Sancocho is the perfect one pot meal. It's a thick, comforting and filling soup made with different kid of meals, spices, herbs and meats. This sancocho de pollo y costilla de res is perfect for a Sunday meal.
Sancocho is one of my favorite traditional Colombian soups. There are many variations of Sancocho throughout Colombia, depending on the region, while you’ll find other versions around Latin America. Of course every family puts their own twist on Sancoho recipe too!
What is Sancocho?
It is basically a very thick soup made with root vegetables and different kinds of meats, in a broth, usually flavored with herbs (cilantro or parsley), combined with achiote, garlic, onion, scallions and bell peppers. It is almost a stew, but still considered a soup. Every Sancocho recipe you try may be different from the last and unique in its own right.
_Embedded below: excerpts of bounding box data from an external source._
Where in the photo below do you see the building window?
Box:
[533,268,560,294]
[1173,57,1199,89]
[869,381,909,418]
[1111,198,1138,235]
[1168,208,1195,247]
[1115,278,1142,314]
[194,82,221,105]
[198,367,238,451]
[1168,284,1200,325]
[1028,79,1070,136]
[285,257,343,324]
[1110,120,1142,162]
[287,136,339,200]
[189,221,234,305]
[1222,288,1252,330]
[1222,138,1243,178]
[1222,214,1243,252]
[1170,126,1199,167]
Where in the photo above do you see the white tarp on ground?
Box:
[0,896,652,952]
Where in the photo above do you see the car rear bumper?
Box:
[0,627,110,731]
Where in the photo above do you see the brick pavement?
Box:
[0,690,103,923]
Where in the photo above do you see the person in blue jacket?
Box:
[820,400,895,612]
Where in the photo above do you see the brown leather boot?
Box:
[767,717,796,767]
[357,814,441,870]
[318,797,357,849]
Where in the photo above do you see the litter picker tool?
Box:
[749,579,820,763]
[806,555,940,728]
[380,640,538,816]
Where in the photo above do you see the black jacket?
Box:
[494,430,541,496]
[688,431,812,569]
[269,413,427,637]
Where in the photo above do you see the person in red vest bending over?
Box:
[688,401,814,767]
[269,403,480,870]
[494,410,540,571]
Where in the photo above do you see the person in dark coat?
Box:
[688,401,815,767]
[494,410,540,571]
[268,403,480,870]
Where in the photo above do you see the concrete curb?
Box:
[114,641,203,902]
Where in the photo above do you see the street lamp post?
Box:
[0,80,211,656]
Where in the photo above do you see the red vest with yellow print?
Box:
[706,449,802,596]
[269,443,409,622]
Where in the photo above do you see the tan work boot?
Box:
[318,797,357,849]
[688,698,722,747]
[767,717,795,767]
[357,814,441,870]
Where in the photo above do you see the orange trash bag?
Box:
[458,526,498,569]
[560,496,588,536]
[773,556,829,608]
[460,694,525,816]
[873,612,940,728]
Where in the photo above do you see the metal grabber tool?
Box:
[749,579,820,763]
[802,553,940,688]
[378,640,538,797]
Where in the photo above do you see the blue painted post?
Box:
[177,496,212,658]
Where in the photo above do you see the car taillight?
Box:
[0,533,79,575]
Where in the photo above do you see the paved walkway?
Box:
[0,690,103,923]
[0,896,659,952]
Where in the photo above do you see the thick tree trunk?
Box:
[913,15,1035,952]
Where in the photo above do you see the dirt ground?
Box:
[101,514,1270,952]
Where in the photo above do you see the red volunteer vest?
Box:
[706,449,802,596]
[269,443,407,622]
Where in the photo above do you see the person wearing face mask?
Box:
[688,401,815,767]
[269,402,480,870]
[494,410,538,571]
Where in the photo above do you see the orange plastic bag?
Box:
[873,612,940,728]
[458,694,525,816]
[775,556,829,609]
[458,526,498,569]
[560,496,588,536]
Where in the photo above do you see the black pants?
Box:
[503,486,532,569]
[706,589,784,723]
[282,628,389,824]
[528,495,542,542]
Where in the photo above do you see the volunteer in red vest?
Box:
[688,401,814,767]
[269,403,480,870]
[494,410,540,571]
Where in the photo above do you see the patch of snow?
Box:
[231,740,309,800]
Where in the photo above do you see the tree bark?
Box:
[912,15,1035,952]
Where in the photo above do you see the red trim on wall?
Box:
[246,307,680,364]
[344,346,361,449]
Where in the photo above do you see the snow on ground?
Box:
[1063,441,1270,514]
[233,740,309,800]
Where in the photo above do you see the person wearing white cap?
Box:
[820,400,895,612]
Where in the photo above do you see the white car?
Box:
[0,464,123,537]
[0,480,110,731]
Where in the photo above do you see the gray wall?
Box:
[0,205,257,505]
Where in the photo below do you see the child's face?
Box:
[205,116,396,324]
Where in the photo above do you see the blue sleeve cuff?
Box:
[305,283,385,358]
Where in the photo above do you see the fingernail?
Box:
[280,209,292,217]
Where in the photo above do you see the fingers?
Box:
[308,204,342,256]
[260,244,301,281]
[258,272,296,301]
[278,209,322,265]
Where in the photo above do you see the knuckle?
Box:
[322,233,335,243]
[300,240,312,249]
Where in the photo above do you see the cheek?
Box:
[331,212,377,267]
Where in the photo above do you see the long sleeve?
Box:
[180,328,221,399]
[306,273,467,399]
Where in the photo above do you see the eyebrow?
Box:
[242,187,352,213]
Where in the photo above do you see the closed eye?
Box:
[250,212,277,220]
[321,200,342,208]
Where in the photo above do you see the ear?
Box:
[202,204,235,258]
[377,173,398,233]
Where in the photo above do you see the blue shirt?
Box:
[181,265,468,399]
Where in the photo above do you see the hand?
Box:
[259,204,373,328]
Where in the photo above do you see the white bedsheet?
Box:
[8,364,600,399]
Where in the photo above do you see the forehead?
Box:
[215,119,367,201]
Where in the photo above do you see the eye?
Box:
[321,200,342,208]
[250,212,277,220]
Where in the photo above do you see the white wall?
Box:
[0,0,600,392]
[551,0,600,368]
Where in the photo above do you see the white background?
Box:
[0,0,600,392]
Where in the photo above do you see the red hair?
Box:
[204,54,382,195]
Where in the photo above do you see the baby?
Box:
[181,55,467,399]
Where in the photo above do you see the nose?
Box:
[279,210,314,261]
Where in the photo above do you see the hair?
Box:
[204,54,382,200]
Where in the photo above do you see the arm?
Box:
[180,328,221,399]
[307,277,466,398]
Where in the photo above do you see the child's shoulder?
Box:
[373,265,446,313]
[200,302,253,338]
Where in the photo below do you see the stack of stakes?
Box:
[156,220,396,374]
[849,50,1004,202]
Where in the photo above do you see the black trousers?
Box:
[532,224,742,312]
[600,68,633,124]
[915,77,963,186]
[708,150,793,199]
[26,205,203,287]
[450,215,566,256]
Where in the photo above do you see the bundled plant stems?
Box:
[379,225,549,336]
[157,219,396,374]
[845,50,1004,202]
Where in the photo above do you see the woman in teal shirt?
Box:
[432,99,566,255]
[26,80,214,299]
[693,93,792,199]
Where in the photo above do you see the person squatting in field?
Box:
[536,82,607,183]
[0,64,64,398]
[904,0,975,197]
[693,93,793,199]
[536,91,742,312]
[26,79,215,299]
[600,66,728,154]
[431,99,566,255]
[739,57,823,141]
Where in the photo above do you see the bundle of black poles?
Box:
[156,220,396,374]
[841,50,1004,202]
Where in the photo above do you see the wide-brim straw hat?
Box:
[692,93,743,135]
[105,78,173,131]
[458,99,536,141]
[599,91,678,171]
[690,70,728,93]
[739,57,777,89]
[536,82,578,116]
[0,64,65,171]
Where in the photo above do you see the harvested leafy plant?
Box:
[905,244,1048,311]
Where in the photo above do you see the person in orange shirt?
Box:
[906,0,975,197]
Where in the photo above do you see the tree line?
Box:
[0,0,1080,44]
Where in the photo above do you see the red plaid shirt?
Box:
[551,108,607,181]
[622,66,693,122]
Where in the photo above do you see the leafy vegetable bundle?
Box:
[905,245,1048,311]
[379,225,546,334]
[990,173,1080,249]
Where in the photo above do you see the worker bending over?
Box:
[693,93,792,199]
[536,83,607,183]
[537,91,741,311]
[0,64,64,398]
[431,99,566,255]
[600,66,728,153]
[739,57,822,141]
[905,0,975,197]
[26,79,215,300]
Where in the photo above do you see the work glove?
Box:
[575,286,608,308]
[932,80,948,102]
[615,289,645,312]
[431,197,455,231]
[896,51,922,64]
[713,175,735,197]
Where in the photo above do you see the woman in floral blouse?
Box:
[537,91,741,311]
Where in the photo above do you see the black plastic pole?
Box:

In Colombia are always served with avocado, white rice and ají picante (Colombian hot sauce) on the side. This is the typical Sunday meal in some Colombian homes, perfect for enjoying with your family. This dish warms the soul, heart and body, and is exactly what I expect to taste when I am craving a tasty, comforting, hot soup.
Sancocho de Pollo y Costilla de Res Recipe
- 1 cup onions, chopped
- 4 garlic cloves, minced
- 3 scallions, finely chopped
- 1 teaspoon ground cumin
- ¼ teaspoon ground achiote or color
- 12 cups water, or more if necessary
- 8 chicken drumsticks
- 2 pounds short beef ribs
- 2 green plantains, peeled and cut crosswise into 2 inch pieces
- 4 medium white potatoes, peeled and cut in half
- 1 pound frozen or fresh yuca cut into big pieces
- ¼ cup chopped fresh cilantro
- Salt and pepper to taste
- In a large pot, place the chicken, beef ribs, onion mixture, salt and green plantain.
- Add the water and bring to a boil, then cover and reduce heat to medium and cook for about 45 minutes.
- Add the potatoes and yuca. Continue cooking for 30 more minutes or until the vegetables are fork tender. Stir in the cilantro.
- Taste and adjust the seasoning. Serve in large soup bowls, dispersing the ribs, chicken and vegetables evenly.